Canté, bailé, conecté con mi hija, sentí el dolor de un modo distinto (dolor igualmente, pero cada contracción me acercaba más a mi hija, me ayudaba a acompañarla en su nacimiento apresurado), grité y aullé como una loba.

 

Además, no estaba sola. Mis hijas (una en cada parto) y yo nos acompañábamos mutuamente, en mi parto, y en su nacimiento. Y no estábamos solas. Una persona más estuvo todo el tiempo con nosotras. Muy cerca, pero lejos a la vez. Mirándonos con amor, observádonos, esperando el momento en que le pidiera algo con la mirada para acercarse, dispuesta a estar allí el tiempo necesario. Sin juzgar, sin preguntarnos nada más que lo necesario: ¿quieres agua? ¿pongo de nuevo la música? ¿tienes calor?, para asegurarse que entendía mi mirada.

Su labor fue acompañarme.

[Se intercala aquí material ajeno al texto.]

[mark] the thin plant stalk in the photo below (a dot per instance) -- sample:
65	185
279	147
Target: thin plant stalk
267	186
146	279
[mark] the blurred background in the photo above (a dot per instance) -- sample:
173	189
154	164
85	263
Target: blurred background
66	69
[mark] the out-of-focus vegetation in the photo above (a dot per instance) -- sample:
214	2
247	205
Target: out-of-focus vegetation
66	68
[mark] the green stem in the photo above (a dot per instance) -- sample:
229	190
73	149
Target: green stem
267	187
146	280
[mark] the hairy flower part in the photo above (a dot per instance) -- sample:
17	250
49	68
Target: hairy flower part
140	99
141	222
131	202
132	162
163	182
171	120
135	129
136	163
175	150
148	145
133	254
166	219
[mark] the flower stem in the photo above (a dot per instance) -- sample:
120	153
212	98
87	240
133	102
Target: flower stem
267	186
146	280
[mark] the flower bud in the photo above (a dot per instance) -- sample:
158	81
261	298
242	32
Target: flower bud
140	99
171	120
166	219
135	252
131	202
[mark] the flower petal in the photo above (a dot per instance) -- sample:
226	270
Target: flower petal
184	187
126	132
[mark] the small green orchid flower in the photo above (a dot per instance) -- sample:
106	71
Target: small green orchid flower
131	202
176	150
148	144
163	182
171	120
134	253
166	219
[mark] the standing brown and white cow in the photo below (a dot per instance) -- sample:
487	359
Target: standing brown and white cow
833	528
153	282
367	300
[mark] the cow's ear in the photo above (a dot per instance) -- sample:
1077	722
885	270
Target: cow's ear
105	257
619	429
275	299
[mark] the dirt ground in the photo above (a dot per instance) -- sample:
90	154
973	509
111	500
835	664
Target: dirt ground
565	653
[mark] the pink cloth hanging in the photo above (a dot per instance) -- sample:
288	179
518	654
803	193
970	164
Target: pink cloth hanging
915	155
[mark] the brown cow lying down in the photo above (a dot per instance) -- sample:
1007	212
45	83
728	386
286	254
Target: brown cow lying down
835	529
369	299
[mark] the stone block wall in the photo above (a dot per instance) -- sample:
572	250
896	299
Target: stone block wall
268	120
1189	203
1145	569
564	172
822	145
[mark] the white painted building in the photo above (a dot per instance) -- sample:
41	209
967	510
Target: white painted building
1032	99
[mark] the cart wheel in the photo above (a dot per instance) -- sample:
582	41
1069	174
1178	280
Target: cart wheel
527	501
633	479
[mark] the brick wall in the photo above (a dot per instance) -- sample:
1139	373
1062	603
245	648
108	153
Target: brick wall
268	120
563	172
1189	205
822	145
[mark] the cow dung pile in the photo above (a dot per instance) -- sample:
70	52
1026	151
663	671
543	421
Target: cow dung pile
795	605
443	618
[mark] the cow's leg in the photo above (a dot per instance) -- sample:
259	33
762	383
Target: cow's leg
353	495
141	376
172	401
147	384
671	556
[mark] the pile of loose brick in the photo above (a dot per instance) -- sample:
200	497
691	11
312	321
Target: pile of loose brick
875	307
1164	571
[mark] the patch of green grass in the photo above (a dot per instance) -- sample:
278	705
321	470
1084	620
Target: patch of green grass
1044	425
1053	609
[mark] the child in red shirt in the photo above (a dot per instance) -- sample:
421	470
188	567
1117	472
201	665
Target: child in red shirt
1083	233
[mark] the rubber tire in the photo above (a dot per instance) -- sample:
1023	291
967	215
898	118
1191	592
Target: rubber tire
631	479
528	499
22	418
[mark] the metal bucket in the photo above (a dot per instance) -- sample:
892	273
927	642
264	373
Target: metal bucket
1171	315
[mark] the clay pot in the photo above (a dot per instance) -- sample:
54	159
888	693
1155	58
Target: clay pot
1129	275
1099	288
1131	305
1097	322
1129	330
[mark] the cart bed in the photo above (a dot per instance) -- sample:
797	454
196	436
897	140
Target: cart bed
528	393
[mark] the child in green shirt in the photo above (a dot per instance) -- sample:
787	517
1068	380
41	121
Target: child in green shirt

Y lo hizo genial, desde su calma, su ritmo pausado, su amor. Yo confiaba y confío mucho en esa persona. Y para mi esa era la persona ideal para estar conmigo en mis partos. Ahora se que tal vez  una persona más, de características distintas, me hubiera ayudado mucho en algunos momentos, pero entonces no lo sabía. Y si lo hubiera sabido, habría tenido tres personas acompañádome, en lugar de una.

Te debes estar preguntando qué características ideales tiene que tener quien te acompañe durante el parto. Y también debes estar preguntándote qué pasa si mi X (marido, madre, hermana,..) no las tiene, porque le hace muuuucha ilusión estar ahí. Y claro, no le puedo decir que no quiero que esté.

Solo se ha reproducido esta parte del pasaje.